A judge has, for the first time, offered “restorative justice” at the Central Criminal Court to the
a man who was stabbed in the chest with a makeshift knife at Mountjoy prison in an apparent row over drugs.
However the family of Alan Green (aged 30), who was killed by fellow inmate Stephen Wall (aged 23), turned down the opportunity to meet with the accused outside of the court sitting, where it had been proposed they would be given an explanation about how he died.
The trial judge Mr Justice Paul Carney then sentenced Wall, with an address at Rathsalagh Park in Shankill, to six years in prison for the killing of Mr Green who was from Bray, which happened on the second floor of the B wing of the Dublin jail on January 27, 2004.
Mr Brendan Grehan SC, prosecuting, told the court a homemade “shiv” knife had been used.
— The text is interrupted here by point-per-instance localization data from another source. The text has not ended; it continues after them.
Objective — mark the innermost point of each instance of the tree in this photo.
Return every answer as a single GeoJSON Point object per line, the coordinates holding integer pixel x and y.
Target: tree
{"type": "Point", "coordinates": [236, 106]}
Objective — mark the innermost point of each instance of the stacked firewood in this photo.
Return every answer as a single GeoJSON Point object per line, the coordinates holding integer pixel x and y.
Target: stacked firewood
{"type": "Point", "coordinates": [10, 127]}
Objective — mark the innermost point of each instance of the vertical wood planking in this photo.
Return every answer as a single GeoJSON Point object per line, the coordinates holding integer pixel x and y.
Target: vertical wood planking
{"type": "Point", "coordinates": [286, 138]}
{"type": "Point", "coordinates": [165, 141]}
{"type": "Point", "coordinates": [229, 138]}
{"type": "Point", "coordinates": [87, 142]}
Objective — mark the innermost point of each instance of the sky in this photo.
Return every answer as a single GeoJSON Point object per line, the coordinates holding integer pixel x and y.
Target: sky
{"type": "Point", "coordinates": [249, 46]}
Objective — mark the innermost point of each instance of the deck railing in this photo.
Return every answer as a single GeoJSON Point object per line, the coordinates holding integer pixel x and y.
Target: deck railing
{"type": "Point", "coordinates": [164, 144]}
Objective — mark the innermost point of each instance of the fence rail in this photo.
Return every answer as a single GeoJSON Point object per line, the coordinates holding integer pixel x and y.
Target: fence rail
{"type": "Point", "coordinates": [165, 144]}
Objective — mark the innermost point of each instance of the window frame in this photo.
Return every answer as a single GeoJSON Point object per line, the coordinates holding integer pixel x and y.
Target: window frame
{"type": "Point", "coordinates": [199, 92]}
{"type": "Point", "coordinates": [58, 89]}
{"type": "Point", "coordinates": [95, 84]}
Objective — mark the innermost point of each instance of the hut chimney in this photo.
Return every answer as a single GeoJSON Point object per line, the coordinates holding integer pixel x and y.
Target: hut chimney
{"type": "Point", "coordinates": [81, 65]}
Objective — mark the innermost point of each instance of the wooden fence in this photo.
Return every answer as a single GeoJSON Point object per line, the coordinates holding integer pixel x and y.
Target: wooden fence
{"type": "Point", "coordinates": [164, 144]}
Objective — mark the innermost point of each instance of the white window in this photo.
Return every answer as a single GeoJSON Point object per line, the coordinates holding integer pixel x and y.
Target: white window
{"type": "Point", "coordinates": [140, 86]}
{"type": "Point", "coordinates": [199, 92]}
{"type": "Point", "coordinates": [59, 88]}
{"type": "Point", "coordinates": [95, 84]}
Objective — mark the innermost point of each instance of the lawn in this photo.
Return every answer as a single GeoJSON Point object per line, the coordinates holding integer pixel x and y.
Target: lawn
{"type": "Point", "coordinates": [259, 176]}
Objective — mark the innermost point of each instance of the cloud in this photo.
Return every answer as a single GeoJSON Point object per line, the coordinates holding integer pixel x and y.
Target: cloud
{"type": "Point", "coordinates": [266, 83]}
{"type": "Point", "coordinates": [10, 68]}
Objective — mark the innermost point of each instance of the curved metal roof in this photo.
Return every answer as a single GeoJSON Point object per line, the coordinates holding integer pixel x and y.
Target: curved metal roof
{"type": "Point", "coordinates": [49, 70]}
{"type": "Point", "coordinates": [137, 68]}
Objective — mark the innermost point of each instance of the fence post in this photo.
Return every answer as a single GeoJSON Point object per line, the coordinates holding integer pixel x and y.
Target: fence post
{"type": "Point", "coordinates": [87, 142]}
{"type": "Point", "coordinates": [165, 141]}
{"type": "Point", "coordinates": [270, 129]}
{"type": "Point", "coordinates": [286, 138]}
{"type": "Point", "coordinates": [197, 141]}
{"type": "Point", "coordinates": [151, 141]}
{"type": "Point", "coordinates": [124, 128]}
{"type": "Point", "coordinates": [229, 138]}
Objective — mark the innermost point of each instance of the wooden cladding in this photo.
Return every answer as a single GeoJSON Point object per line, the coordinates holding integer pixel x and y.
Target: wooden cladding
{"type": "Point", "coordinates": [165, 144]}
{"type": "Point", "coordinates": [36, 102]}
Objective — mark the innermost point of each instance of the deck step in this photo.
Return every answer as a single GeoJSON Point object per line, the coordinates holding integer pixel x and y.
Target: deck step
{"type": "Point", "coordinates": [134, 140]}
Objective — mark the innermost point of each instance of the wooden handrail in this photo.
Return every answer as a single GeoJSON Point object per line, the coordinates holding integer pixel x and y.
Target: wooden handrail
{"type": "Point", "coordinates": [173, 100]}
He said this was an ordinary butter knife that had been sharpened and bound with tape and thread to afford the user a grip.
He said gardaí had taken possession of the knife used and the clothing of the accused and connected them to the killing by blood analysis.
He said shortly after the incident Stephen Wall had a number of superficial cuts and had at that stage disposed of the clothes he was wearing.
The prosecution said he told gardaí he had received the cuts in a fight the previous day in the prison school, but when gardaí investigated, they found there had been no such fight.
When Dr Diane Daly from the Forensic Science Laboratory examined blood-staining surrounding two stab holes in the Celtic jersey worn by Wall, she found a DNA profile which indicated a mix of fluid from the accused and the deceased.
She reported this staining was what you would expect to find if the stab holes had been made with a bloodied knife, and she said in her view Alan Green had received the fatal stab wound to his chest, before any injury was inflicted on Stephen Wall.
Mr Grehan added: “Stephen Wall exercised his right to silence in giving any account of this matter.”
Mr Justice Carney then asked if the deceased’s family were looking for answers about this. When Mr Green’s parents replied that they were, the judge said: “there are mechanisms available to the court nowadays to bring that about.”
He said he had just returned from a conference in Edinburgh dedicated to this matter. He gave the family a chance to consider over lunch whether they wanted to engage in “restorative justice”, outside the court in the absence of any lawyers or judges in which “the accused faces the family and explains as best as he can why Mr Green was killed.”
He said: “If the Green family don’t want it, that’s the end of it. If they do it will result in a mitigation, in part, on the sentence.”
When the court resumed Mr Grehan said the Green family did not wish to engage in this process. The accused had agreed to take part. Passing sentence Mr Justice Carney said: “This is a case in which the prosecution is entirely reliant on the work of the Forensic Science Laboratory from the examination of various exhibits taken from Mountjoy.”
He said it seemed unsatisfactory that all the family of the accused had been told about how they lost their loved one was “from analysis of a jumper here and a knife there.”
However he said: “The family, as is their right took the view that they had not been offered any explanation up to now, and it was too late in the day for an explanation in this case.” He said the accused had a “horrendous list” of previous convictions, totalling 20, for burglary, theft and robbery.
He said both the accused and the deceased were in prison as a result of their drug addictions and it was difficult to know what to do with Wall who was caught up in this situation. He said: “Doing the best I can, I sentence him to six years in prison.”
Leave to appeal was refused in what Wall’s counsel Patrick Gageby SC said was the unlikely event that his client would seek to appeal this sentence. During the hearing Mr Gageby said a friend of the deceased said the fight between the two men could have been over some heroin she had given to Wall when visiting the prison, which was to be passed on to Mr Green.
This had not been passed on or shared sufficiently, creating “bad blood” between them. He pointed out that his client had pleaded guilty and had expressed remorse. The State Pathologist said only moderate force had been used in inflicting the fatal wound.
He said another witness had also claimed the killing happened during a fight in which the deceased may have originally been getting the better over the accused. Detective Inspector Colm Fox told the court Wall had originally shared a cell with Mr Green but they had cells opposite each other at the time of the incident.
On the day in question a prison officer said he saw Mr Green standing beside Wall before taking one step backwards and falling into his cell.
The makeshift knife had been thrown onto wire meshing and retrieved by another prisoner who put it into a toilet cistern.
The bloodied clothes had been put in a laundry cell bag in another cell. The deceased died from a single stab wound into his chest to a depth of 12 centimetres.